Um experimento conduzido pela Embrapa Arroz e Feijão, em Santo Antônio de Goiás (GO), ao longo de seis anos, mostrou que o Sistema Agroflorestal (SAF) conseguiu dobrar o carbono estocado no solo em comparação ao cultivo convencional de soja e milho, com acúmulo de 2,24 toneladas por hectare ao ano.
No mesmo período, o feijão cultivado nas entrelinhas das árvores superou 1.000 quilos por hectare. Na área analisada, o carbono orgânico saltou de cerca de 14 para mais de 27 toneladas por hectare, na camada de 0 a 20 centímetros, após a substituição da rotação anual entre milho e soja pelo SAF.
O avanço está ligado à maior produção de biomassa e ao aporte contínuo de matéria orgânica, favorecidos pelas espécies arbóreas e pelo uso de adubos verdes.
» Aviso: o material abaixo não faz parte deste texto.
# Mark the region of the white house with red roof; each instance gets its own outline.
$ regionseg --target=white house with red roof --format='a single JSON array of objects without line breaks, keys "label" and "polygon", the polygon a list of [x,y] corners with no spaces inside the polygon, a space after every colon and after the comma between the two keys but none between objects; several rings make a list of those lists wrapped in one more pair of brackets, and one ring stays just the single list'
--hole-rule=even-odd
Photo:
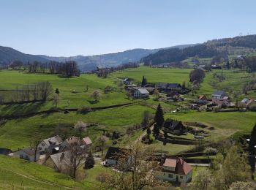
[{"label": "white house with red roof", "polygon": [[81,140],[81,143],[87,147],[91,145],[92,144],[92,142],[89,137],[86,137]]},{"label": "white house with red roof", "polygon": [[162,164],[162,175],[158,178],[164,181],[187,183],[192,179],[192,168],[183,159],[167,157]]}]

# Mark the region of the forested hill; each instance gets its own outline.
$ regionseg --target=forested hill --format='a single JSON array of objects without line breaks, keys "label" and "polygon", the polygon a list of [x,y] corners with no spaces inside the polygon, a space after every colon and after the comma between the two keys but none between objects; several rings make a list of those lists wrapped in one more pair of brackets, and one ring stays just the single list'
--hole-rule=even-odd
[{"label": "forested hill", "polygon": [[256,49],[256,35],[210,40],[201,45],[184,49],[165,49],[141,58],[145,64],[159,64],[181,61],[189,57],[212,58],[222,55],[227,57],[230,48]]},{"label": "forested hill", "polygon": [[[182,45],[168,48],[184,48],[192,46],[194,45]],[[78,63],[81,71],[89,71],[96,69],[97,66],[116,66],[128,62],[137,62],[141,58],[147,56],[149,54],[154,53],[160,49],[133,49],[124,52],[118,52],[113,53],[97,55],[97,56],[77,56],[72,57],[50,57],[47,56],[34,56],[25,54],[15,49],[7,47],[0,46],[0,66],[8,65],[13,61],[21,61],[23,64],[28,61],[34,62],[49,62],[56,61],[64,62],[66,61],[75,61]]]},{"label": "forested hill", "polygon": [[0,46],[0,65],[7,65],[13,61],[47,62],[48,60],[39,56],[25,54],[8,47]]},{"label": "forested hill", "polygon": [[[171,48],[178,48],[182,49],[187,47],[193,46],[195,45],[176,45],[173,47],[162,48],[164,49],[171,49]],[[96,56],[78,56],[72,57],[49,57],[45,56],[41,56],[42,58],[64,62],[65,61],[76,61],[80,69],[82,71],[88,71],[95,69],[97,66],[116,66],[122,64],[127,64],[128,62],[137,62],[140,60],[141,58],[147,56],[150,54],[154,53],[161,49],[132,49],[123,52],[118,52],[113,53],[108,53],[102,55]]]}]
O experimento foi realizado na Fazenda Capivara, em uma área de 1 hectare.
O sistema combinou árvores nativas do Cerrado, como aroeira, cagaita e baru, com adubação verde nas entrelinhas. A crotalária era semeada no início da safra das águas e, após manejo mecânico, dava lugar ao feijão em plantio direto. Na entressafra, um novo ciclo de adubação verde era implantado. Esse modelo se repetiu ao longo de seis anos, até o crescimento das árvores limitar o cultivo agrícola entre as linhas.
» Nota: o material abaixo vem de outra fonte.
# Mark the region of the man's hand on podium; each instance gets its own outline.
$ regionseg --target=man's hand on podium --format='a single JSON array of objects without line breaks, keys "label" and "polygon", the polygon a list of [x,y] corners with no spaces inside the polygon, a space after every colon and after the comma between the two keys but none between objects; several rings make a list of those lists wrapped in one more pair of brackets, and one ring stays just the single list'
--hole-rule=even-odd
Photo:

Desde o início, o arranjo seguiu princípios agroecológicos, com controle manual de plantas espontâneas e uso de adubos orgânicos, fertilizantes organominerais e biofertilizantes para reposição de nutrientes.
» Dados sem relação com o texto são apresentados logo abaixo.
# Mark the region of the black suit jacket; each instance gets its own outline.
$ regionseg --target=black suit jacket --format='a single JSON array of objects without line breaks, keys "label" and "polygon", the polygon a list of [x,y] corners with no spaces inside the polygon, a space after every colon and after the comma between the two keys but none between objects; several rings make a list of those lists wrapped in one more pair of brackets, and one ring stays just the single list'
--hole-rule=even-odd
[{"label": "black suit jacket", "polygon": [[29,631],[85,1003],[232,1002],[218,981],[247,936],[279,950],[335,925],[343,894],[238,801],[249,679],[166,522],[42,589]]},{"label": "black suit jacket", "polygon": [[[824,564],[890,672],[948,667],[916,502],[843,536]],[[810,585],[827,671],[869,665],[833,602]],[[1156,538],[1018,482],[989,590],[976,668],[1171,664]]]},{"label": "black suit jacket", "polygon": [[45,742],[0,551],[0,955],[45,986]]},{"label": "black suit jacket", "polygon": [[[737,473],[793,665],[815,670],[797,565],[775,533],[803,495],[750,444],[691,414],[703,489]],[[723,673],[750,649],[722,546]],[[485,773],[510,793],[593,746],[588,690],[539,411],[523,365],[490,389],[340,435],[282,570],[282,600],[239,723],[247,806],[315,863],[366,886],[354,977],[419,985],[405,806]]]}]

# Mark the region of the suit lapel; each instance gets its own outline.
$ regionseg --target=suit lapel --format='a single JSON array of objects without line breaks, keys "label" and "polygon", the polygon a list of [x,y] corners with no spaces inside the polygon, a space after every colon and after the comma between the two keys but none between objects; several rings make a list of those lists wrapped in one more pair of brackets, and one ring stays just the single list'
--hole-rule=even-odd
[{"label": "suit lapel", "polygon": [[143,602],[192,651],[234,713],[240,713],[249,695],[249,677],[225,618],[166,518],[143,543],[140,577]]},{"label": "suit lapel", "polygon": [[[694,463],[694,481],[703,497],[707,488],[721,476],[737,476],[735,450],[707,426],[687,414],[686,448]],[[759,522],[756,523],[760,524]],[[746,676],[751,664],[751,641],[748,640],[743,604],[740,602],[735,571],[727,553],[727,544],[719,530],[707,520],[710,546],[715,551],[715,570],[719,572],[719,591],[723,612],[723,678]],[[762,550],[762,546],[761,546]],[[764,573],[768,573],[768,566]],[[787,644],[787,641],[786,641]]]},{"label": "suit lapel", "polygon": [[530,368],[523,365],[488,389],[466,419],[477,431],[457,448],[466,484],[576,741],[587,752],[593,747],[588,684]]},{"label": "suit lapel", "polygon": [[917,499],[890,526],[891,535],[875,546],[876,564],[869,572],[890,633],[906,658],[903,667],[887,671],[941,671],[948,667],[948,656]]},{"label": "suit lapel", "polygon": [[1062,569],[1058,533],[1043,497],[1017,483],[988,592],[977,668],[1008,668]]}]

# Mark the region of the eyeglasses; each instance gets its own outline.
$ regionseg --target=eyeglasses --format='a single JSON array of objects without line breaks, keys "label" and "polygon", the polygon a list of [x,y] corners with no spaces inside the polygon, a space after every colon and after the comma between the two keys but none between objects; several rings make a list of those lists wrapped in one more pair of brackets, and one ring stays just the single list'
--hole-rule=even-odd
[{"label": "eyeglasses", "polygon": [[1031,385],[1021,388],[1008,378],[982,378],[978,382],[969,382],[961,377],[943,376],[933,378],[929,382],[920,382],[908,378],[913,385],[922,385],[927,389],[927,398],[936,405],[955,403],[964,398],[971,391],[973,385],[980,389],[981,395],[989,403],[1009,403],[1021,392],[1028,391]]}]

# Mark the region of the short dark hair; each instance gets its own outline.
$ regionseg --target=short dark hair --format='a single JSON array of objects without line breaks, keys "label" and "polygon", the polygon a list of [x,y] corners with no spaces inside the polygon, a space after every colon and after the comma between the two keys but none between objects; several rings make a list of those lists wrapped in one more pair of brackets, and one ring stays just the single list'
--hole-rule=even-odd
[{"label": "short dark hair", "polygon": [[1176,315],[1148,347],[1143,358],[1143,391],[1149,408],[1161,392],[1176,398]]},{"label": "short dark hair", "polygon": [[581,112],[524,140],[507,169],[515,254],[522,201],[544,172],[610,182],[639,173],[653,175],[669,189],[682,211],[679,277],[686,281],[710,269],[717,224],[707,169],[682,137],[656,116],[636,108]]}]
O pesquisador Agostinho Didonet, idealizador do sistema, destaca a viabilidade produtiva do modelo: “A produção de feijão comum em um SAF é perfeitamente viável e contribui para a segurança alimentar. Mesmo sem impacto direto da crotalária na produtividade, rendimentos em torno de 1 tonelada por hectare são considerados bons para sistemas agroecológicos no Cerrado, dependentes da chuva”.
Produção aliada à sustentabilidade
Didonet ressalta que os adubos verdes têm papel central na construção da fertilidade do solo ao longo do tempo, especialmente nas entrelinhas. “A taxa de acúmulo de carbono orgânico, entre 0 e 20 centímetros de profundidade, foi de aproximadamente 2,24 toneladas por hectare ao ano, ao longo de seis anos”, afirma.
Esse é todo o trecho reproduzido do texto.